I think the hardest part of the process, certainly for me, was grappling with the surprisingly slippery issue of exactly what health data science is. Health data science means different things to different people: some see it as a branch of computer science applied to health data, others feel it is simply a cynical rebranding of medical statistics. Xiao-Li Meng, the Whipple V. N. Jones Professor of Statistics at Harvard University, in the inaugural issue of the Harvard Data Science Review, suggests it is unwise to try to conceptualize data science as a single discipline and that it should perhaps be thought of as a collection of disciplines with “complementary foundations, perspectives, approaches, and aims, but with a shared grand mission”. This grand mission, adapted to the health context, may leave us with the definition of health data science as the use of digital technologies and information of any kind to advance human health.

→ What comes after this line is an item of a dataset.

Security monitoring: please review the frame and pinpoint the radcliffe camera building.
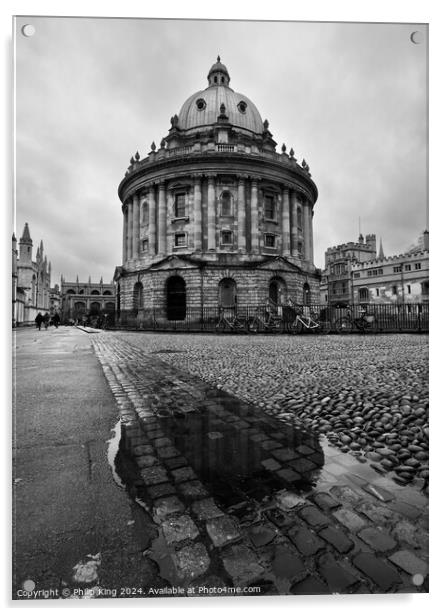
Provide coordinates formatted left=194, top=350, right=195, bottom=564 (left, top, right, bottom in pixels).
left=115, top=58, right=320, bottom=324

Such a broad definition, however, leaves us with a dilemma: what then are the essentials of health data science? What skills, knowledge, and abilities would – if lacking – identify someone as not being a real health data scientist?
For us, these include: strong computational and technical skills; ability to apply statistical/machine learning algorithms; an appreciation of what data can be validly used for and how this relates to how the data arose; and knowledge of ethical, information governance and data security issues. Additionally, commitment to patient involvement through the whole research process needs to underlie all these aspects.
Teaching such wide-ranging skills requires a step away from more traditional teaching approaches. In parallel with learning cutting-edge machine learning algorithms, our students will participate in team-based learning, flipped classrooms, work-integrated learning, and real interactions with industry clients and patients.
Building on LSHTM’s global reach and wealth of experience in data science for health research, we have crafted a programme which will enable our graduates to develop the broad skills and expertise required for them to play a vital role in the emerging health data science landscape, contributing to LSHTM’s mission of improving health and health equity worldwide.